Qualche anno fa Lupo Alberto fece da testimonial ad un’importante campagna di prevenzione contro l’Aids e non mancarono le polemiche sull’uso di un personaggio notissimo tra gli adolescenti per veicolare un messaggio sociale: ritiene che i tempi siano cambiati o che qualcuno si scandalizzerebbe ancora ad affidare a un eroe delle strisce disegnate uno slogan serio? Il fumetto può svolgere una funzione sociale?

Penso che il fumetto, come tutti gli altri mezzi di comunicazione, abbia il dovere di svolgere anche una funzione sociale. Tutte le persone che operano in ambiti culturali o nello spettacolo hanno il dovere di utilizzare la loro popolarità per rendere un servizio alla società. Ci sono molti calciatori, molti personaggi dello spettacolo che lo fanno. Senza fini di lucro, ovviamente, e in buona fede. Sono convinto di questo e mi sento impegnato come cittadino e come autore.

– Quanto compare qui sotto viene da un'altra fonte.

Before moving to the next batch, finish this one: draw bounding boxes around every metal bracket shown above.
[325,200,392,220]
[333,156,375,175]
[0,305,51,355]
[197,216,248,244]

Se i tempi siano cambiati rispetto alla polemica sul preservativo e l’Aids? Non credo che sia cambiato molto. Tutto sommato credo che i tempi fossero meno bacchettoni allora. C’è una sorta di fluttuazione per cui in certi periodi si può godere di una maggior libertà e in altri periodi, invece… non sono in grado di fare delle analisi sociologiche, forse è anche una questione di andamenti mercato… di comune senso del pudore e di clima sociale. Comunque, se mi fosse chiesto oggi di ripetere quella campagna non mi tirerei certo indietro.